Hey, I hope you had a great weekend.
If you follow my personal Facebook profile, you probably noticed that I was at a Fitness Conference in Southern California where I taught other fitness professionals how to create successful blogs and YouTube channels. I met a number of fitness experts at the conference who used my injury workouts to help their clients overcome injury and pain.
Just like this trainer from Panama…
It was really great to meet everyone and hear how the injury workout programs that I’ve put together have helped them and their clients.
I also met these trainers from Saskatoon, Canada…
Now, I am still recovering from the productive weekend I had but I do have an article and video for you today.
In today’s video, I wanted to show you the number one rounded shoulder stretch.

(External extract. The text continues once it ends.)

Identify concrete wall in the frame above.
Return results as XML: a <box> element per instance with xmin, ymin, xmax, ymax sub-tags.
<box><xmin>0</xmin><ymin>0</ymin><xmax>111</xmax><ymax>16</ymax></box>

#1 Rounded Shoulders Stretch
CLICK HERE to watch the YouTube video.
I’ll get Andrea to demonstrate.
Bring your forearm up against the wall with your elbow slightly below shoulder height. Step forward with your right leg, looking for a light stretch in the front of the shoulder. Do not try and over-stretch the muscles; a light stretch is more effective. Hold the stretch for 20 seconds and then switch to the other side. Do two repetitions; twice on each side, alternating back and forth.
Another way of progressing this stretch is with the use of door frame. Place your forearm up against the door frame and step through in order to get more of an intense stretch.